Monique taught them how to use “trouble” to fire up their stories and led them through a writing exercise where they had to recall a memory using their five senses. She asked them to write down as many words as they could think of that start with the letter j. She read them two chapters of her children’s book-in-progress, and the girls gave her their suggestions. She showed them the link between using real memories and jumping into fiction.
Monique talks quickly, and I strain to listen and soak up as much as I can. Maybe that’s a teacher tactic; I could tell Zahra was mesmerized. And though I’ve been writing for much of my life and have taken several creative writing classes, Monique gave a tip to these kids that took me by surprise; but once she said it, I knew she was right, and I think it will make a difference in my writing: go easy on the adverbs. If you’re using the right verbs, you don’t need them.
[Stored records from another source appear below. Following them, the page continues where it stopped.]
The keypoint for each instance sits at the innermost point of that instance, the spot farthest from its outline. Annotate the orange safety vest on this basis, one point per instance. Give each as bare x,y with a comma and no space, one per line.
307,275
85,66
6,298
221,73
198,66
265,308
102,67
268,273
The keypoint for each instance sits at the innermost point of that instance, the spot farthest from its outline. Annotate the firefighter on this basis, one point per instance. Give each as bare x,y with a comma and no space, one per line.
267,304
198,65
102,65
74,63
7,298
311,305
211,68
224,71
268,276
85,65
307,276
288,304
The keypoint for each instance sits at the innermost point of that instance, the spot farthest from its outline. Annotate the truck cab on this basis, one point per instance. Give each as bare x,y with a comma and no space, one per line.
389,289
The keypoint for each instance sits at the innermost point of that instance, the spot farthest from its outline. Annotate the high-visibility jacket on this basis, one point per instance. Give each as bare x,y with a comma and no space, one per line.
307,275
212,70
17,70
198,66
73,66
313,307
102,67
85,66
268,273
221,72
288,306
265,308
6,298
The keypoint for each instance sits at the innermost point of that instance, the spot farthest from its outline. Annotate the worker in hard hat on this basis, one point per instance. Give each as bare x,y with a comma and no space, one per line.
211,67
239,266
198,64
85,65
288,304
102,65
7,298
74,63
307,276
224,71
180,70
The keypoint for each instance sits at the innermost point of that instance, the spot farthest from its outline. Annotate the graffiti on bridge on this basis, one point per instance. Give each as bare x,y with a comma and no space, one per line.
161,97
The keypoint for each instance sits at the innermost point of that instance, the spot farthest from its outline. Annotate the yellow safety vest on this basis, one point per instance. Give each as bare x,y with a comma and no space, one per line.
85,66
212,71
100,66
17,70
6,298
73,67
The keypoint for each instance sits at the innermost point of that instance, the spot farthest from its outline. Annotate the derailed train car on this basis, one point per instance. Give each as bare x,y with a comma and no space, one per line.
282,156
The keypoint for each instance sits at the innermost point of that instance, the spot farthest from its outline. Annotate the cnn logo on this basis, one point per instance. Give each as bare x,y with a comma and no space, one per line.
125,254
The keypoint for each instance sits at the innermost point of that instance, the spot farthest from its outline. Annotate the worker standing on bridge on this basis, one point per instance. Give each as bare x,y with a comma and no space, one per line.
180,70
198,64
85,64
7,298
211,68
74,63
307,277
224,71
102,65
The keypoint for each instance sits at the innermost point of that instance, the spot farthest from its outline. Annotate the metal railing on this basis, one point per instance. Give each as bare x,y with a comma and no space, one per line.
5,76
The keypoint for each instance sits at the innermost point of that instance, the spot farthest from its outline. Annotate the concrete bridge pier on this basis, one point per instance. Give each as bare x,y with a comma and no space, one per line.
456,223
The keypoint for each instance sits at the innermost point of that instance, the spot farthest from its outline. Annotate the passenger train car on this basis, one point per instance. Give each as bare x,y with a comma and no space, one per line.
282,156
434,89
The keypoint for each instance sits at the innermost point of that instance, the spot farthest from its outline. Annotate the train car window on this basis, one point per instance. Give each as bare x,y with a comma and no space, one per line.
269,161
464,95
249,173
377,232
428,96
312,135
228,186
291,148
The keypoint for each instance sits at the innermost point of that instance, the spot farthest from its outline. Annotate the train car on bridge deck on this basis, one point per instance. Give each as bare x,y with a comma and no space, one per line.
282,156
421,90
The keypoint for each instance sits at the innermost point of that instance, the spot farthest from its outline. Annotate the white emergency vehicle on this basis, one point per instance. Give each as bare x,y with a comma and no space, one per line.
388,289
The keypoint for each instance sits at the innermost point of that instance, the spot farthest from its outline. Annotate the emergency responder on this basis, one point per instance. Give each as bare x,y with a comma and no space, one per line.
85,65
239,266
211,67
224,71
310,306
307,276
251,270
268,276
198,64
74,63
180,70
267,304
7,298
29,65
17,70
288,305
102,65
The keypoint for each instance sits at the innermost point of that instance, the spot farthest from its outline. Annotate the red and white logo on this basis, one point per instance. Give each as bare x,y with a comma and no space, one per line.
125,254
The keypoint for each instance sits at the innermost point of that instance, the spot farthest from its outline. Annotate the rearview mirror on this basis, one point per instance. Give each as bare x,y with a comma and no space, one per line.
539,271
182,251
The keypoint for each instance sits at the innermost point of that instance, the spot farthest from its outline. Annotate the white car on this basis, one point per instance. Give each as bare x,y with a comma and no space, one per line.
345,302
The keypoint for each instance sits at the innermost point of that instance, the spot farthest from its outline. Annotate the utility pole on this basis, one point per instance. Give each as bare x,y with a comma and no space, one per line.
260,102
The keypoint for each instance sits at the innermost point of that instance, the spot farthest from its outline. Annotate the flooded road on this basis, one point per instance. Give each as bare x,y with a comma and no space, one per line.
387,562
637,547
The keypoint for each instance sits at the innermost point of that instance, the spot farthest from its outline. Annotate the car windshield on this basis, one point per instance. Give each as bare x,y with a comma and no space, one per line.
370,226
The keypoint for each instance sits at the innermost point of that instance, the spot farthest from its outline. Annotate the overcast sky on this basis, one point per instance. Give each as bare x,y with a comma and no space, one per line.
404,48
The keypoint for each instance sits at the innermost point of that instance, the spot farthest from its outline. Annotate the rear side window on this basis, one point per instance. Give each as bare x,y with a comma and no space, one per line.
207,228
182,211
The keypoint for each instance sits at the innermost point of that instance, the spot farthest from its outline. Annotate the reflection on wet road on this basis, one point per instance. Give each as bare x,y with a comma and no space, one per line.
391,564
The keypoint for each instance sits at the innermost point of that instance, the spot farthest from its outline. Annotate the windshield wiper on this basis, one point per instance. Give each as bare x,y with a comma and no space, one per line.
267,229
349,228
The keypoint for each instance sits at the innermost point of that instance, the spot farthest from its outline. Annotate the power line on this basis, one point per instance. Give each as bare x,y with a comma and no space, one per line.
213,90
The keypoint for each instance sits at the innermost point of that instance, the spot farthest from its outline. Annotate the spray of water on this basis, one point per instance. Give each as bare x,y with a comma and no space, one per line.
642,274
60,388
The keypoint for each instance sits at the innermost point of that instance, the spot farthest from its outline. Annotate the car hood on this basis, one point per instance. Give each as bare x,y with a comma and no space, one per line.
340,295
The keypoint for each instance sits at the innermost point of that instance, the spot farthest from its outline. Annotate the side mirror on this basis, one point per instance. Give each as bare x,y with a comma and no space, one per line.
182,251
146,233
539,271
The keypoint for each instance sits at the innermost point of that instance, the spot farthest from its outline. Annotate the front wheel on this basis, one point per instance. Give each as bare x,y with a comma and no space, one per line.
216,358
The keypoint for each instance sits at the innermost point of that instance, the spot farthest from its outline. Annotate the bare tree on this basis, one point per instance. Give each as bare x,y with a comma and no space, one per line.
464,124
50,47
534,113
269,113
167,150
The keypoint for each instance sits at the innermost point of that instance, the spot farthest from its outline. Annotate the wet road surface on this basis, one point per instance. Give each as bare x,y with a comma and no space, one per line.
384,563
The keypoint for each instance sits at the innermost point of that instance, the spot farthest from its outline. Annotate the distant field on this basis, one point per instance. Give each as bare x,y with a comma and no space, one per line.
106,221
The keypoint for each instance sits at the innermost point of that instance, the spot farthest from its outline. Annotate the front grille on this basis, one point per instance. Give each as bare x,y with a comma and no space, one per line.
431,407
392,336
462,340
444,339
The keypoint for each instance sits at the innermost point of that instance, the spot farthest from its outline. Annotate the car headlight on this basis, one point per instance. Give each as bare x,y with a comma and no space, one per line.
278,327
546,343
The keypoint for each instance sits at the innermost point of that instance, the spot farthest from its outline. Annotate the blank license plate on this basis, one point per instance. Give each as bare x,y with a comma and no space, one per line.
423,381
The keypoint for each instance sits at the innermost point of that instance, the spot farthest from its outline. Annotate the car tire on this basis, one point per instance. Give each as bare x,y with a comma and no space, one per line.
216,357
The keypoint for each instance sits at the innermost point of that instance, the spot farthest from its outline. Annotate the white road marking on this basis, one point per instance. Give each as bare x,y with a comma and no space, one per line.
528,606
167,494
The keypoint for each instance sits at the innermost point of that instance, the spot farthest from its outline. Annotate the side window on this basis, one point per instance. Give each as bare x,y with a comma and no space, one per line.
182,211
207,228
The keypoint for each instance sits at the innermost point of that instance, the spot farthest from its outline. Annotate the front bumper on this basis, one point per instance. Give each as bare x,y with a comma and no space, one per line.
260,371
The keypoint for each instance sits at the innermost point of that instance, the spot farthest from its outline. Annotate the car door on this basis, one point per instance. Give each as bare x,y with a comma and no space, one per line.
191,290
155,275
I can’t stop thinking about this for two reasons: 1. Like I wrote above, in all the writing classes I’ve taken, no one has ever said that to me before; and 2. It’s as much a slap in the face as the death of the five-point essay was for me. You spend years in school learning the five-point essay, and then you spend years at university and in your professional career unlearning it. The same just happened, for me, with adverbs. In middle school, teachers assigned me several papers whose sole purpose was to prove to them that I could drown my writing in singsong-y adverbs. And while simple intuition may have led me to tone that down, now I will notice it and think first of the choice of verb before modifying it with an adverb.
All that to say, it pays to learn from the best. When Zahra got home, she immediately took to the kitchen counter to continue her writing prompt while I made dinner. And now that she’s in her pyjamas, teeth brushed and in bed, she’s toiling away under her reading lamp. She asked me if she could come back downstairs if she needs to sharpen her pencil. She’s inspired—and that, to me, is the point of seeking out the experts.